Radunando un pubblico trasversale come pochi altri all’interno dello scenario extreme metal contemporaneo, i Napalm Death hanno il raro pregio di vestire sia i panni della leggenda vivente, sia quelli del gruppo moderno e scattante, desideroso di ampliare i propri orizzonti invece che di sedersi sugli allori. Anche orfani di Mitch Harris, ai box per problemi famigliari chissà ancora per quanto, i quattro di Birmingham non ripiegano sulla routine e sputano il richiesto coacervo di rabbia, critica sociale, spirito di rivolta con un’energia degna di strumentisti ben più giovani. Li abbiamo visti all’opera poco più di un mese prima in quel di Clisson, all’Hellfest, ma il concerto meneghino prende una piega lievemente differente. Nonostante la setlist sia pressoché identica, idem dicasi per i discorsi di un loquace e caustico Barney Greenway, lo show del Magnolia perde quell’aura di precisione annichilente apprezzata in terra francese, per scendere nei bassifondi di un’interpretazione anarchica e oltranzista, figlia più dei vagiti hardcore degli esordi che di quelli meglio strutturati degli anni recenti. Certo, non mancano i momenti quasi doom e sludge provenienti da alcuni esperimenti degli ultimi anni, o sequenze più tecniche e imprevedibili, ma anche a causa di suoni saturi, una distorsione al limite del basso di Embury e un’esecuzione caotica, bisogna prendere e portare a casa l’idea di macelleria nichilista del combo, piuttosto che la indiscussa creatività.
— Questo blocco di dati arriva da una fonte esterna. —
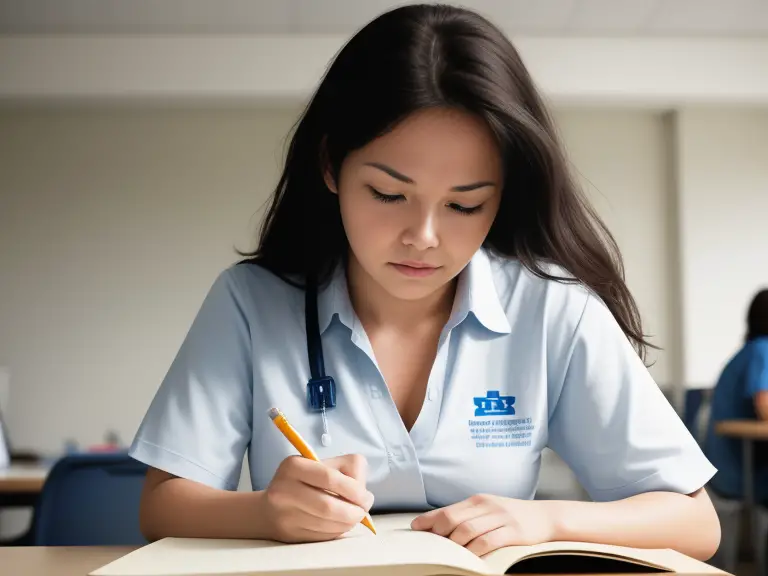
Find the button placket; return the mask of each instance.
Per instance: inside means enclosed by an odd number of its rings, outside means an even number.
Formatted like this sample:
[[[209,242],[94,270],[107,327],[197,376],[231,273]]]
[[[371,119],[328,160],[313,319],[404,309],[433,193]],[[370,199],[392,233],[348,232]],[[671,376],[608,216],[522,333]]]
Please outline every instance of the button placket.
[[[427,382],[425,402],[421,407],[419,417],[411,428],[410,437],[416,453],[424,450],[432,443],[437,432],[440,418],[440,408],[443,403],[442,391],[445,387],[445,377],[448,372],[448,354],[451,346],[453,330],[447,333],[437,350],[435,364]]]
[[[370,342],[364,333],[358,333],[353,340],[364,353],[357,357],[357,372],[362,385],[366,387],[369,413],[387,451],[389,475],[385,482],[386,488],[383,488],[383,501],[379,503],[385,505],[393,499],[393,502],[406,508],[421,508],[426,505],[426,492],[416,448],[376,364]]]

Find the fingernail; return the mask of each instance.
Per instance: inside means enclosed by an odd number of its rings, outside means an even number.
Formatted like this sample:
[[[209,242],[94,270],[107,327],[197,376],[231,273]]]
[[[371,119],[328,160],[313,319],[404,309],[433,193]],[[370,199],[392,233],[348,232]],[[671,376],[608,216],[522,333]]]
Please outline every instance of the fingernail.
[[[368,498],[366,500],[366,507],[365,507],[366,510],[370,510],[371,509],[371,507],[373,506],[374,499],[375,499],[375,497],[373,495],[373,492],[368,492]]]

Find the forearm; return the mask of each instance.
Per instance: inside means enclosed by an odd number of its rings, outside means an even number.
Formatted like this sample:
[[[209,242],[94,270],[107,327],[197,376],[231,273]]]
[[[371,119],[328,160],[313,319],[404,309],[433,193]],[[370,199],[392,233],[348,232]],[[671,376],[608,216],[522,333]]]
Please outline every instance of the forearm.
[[[230,492],[171,478],[142,495],[141,530],[150,541],[169,536],[267,538],[262,497],[263,492]]]
[[[550,504],[555,540],[672,548],[700,560],[710,558],[720,543],[720,523],[703,490],[691,496],[649,492],[615,502]]]

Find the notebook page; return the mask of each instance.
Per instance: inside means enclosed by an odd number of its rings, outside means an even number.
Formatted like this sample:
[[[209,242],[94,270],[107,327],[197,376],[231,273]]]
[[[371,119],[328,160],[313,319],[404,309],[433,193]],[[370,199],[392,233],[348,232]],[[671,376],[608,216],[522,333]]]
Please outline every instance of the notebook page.
[[[487,571],[480,558],[446,538],[410,529],[392,529],[378,536],[369,532],[308,544],[166,538],[131,552],[92,575],[260,574],[424,564],[452,566],[465,572]]]
[[[581,553],[606,554],[617,558],[630,558],[642,563],[689,574],[725,574],[725,572],[704,562],[690,558],[670,549],[626,548],[589,542],[546,542],[534,546],[509,546],[483,557],[494,574],[504,572],[515,562],[536,553],[573,551]]]
[[[376,533],[381,534],[382,532],[392,532],[393,530],[410,530],[411,529],[411,522],[413,522],[414,518],[419,516],[418,514],[413,513],[403,513],[403,514],[374,514],[372,516],[373,525],[376,527]],[[358,524],[355,526],[352,530],[347,532],[348,535],[356,535],[356,534],[370,534],[370,531],[368,528],[363,526],[362,524]]]

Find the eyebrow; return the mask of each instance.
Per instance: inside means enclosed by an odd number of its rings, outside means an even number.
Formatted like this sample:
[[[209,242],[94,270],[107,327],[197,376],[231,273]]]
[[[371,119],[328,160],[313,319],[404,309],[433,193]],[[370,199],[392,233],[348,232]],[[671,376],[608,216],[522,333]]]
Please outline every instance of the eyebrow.
[[[390,175],[395,180],[400,180],[400,182],[403,182],[405,184],[415,184],[413,178],[409,178],[405,174],[401,174],[394,168],[387,166],[386,164],[381,164],[379,162],[366,162],[366,166],[370,166],[371,168],[377,168],[378,170],[381,170],[382,172]],[[485,188],[486,186],[496,186],[495,182],[492,182],[490,180],[483,180],[481,182],[474,182],[472,184],[463,184],[461,186],[454,186],[451,188],[453,192],[470,192],[471,190],[477,190],[478,188]]]

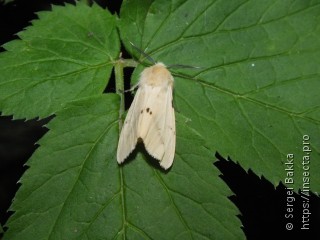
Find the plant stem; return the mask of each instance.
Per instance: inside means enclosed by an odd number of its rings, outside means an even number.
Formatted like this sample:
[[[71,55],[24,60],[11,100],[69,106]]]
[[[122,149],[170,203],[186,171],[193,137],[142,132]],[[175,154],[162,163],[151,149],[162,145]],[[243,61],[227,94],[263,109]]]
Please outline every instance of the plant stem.
[[[133,59],[123,59],[121,55],[119,59],[115,62],[114,72],[116,78],[116,93],[120,96],[120,108],[119,108],[119,131],[121,131],[123,120],[122,116],[125,110],[124,105],[124,78],[123,78],[123,68],[125,67],[136,67],[137,62]]]

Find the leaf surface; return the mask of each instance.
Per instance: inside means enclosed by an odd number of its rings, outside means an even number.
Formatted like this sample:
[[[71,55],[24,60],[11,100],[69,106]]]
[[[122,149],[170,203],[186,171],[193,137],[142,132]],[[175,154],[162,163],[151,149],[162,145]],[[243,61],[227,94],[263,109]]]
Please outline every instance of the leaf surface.
[[[38,16],[0,55],[3,115],[47,117],[68,101],[101,94],[119,56],[115,17],[97,5],[53,6]]]

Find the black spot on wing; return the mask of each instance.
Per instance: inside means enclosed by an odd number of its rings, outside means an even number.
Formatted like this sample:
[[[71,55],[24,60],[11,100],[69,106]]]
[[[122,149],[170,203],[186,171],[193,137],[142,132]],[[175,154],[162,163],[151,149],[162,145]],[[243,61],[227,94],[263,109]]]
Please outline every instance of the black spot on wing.
[[[146,111],[147,111],[147,113],[149,113],[150,115],[152,115],[152,111],[151,111],[150,108],[147,108]]]

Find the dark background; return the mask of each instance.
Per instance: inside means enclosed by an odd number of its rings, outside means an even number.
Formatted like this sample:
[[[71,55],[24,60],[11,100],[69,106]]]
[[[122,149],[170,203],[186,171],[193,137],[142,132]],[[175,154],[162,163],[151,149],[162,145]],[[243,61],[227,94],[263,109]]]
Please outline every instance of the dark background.
[[[22,31],[32,19],[36,19],[36,12],[50,10],[51,4],[62,5],[64,2],[73,3],[74,1],[16,0],[7,5],[0,2],[0,45],[17,39],[15,33]],[[107,7],[112,13],[119,14],[122,1],[96,2],[103,8]],[[0,51],[4,49],[0,48]],[[109,86],[106,91],[113,91],[113,89],[114,87]],[[17,182],[26,170],[24,164],[37,148],[36,142],[47,132],[43,125],[48,121],[49,119],[24,121],[12,120],[11,116],[0,117],[0,223],[2,226],[12,214],[8,209],[19,188]],[[285,187],[280,184],[275,189],[270,182],[263,177],[260,179],[251,170],[247,173],[238,164],[223,159],[218,153],[216,157],[219,160],[212,167],[220,169],[221,178],[234,192],[235,195],[229,198],[241,212],[238,217],[242,221],[243,231],[248,239],[270,239],[271,237],[320,239],[317,229],[320,226],[319,197],[311,195],[310,230],[302,231],[299,230],[302,221],[302,202],[301,197],[295,195],[294,229],[287,231],[285,224],[288,221],[284,217]],[[213,158],[212,162],[214,161]]]

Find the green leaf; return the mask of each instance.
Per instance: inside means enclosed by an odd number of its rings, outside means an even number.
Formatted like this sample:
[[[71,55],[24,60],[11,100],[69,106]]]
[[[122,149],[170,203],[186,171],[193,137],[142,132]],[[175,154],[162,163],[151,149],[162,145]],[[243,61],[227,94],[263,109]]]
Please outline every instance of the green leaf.
[[[57,113],[27,163],[5,239],[241,238],[214,155],[185,119],[169,172],[141,151],[119,167],[116,106],[107,94]]]
[[[117,211],[104,219],[105,211],[120,208],[116,201],[108,204],[119,188],[112,161],[118,103],[116,95],[92,97],[57,113],[41,147],[27,162],[30,168],[21,179],[5,239],[74,239],[87,234],[90,222],[120,221]],[[107,232],[109,228],[111,224],[104,226]]]
[[[128,40],[167,65],[201,67],[172,70],[174,102],[211,149],[275,185],[293,153],[288,185],[309,174],[320,191],[318,1],[124,1],[120,32],[135,55]]]
[[[177,115],[177,149],[169,172],[147,167],[141,156],[122,169],[129,222],[124,239],[243,238],[239,219],[230,218],[238,212],[212,165],[214,154],[183,117]]]
[[[66,102],[101,94],[119,56],[116,19],[97,5],[53,6],[38,16],[0,55],[3,115],[46,117]]]

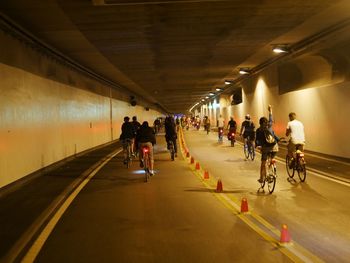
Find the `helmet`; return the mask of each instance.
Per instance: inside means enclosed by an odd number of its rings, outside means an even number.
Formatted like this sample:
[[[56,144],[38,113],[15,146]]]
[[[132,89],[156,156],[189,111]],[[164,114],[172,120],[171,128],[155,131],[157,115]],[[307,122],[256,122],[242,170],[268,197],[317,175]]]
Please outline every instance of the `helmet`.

Al grosso dei presenti, che qualche particolare si perda nel marasma non frega proprio nulla e giustamente ci si lascia trascinare dal mood oltranzista e invasato, facendo in modo che davanti al palco ne succedano di tutti i colori. Il numero dei ‘combattenti’ è limitato, ma chi si presta al mosh non si tira indietro e ci dà dentro senza risparmiare energie, assecondando le mosse scoordinate e dondolanti del singer e il fluttuare della chioma del ricciuto e massiccio Embury. Non un concerto perfetto, non uno di quelli imperdibili e memorabili, quello dei Napalm Death, ma un’ottima testimonianza di ciò che la band sa ancora oggi donare con tutta se stessa alla scena musicale odierna. E in ogni caso, era dura vedere qualcuno scontento quando tutto è terminato.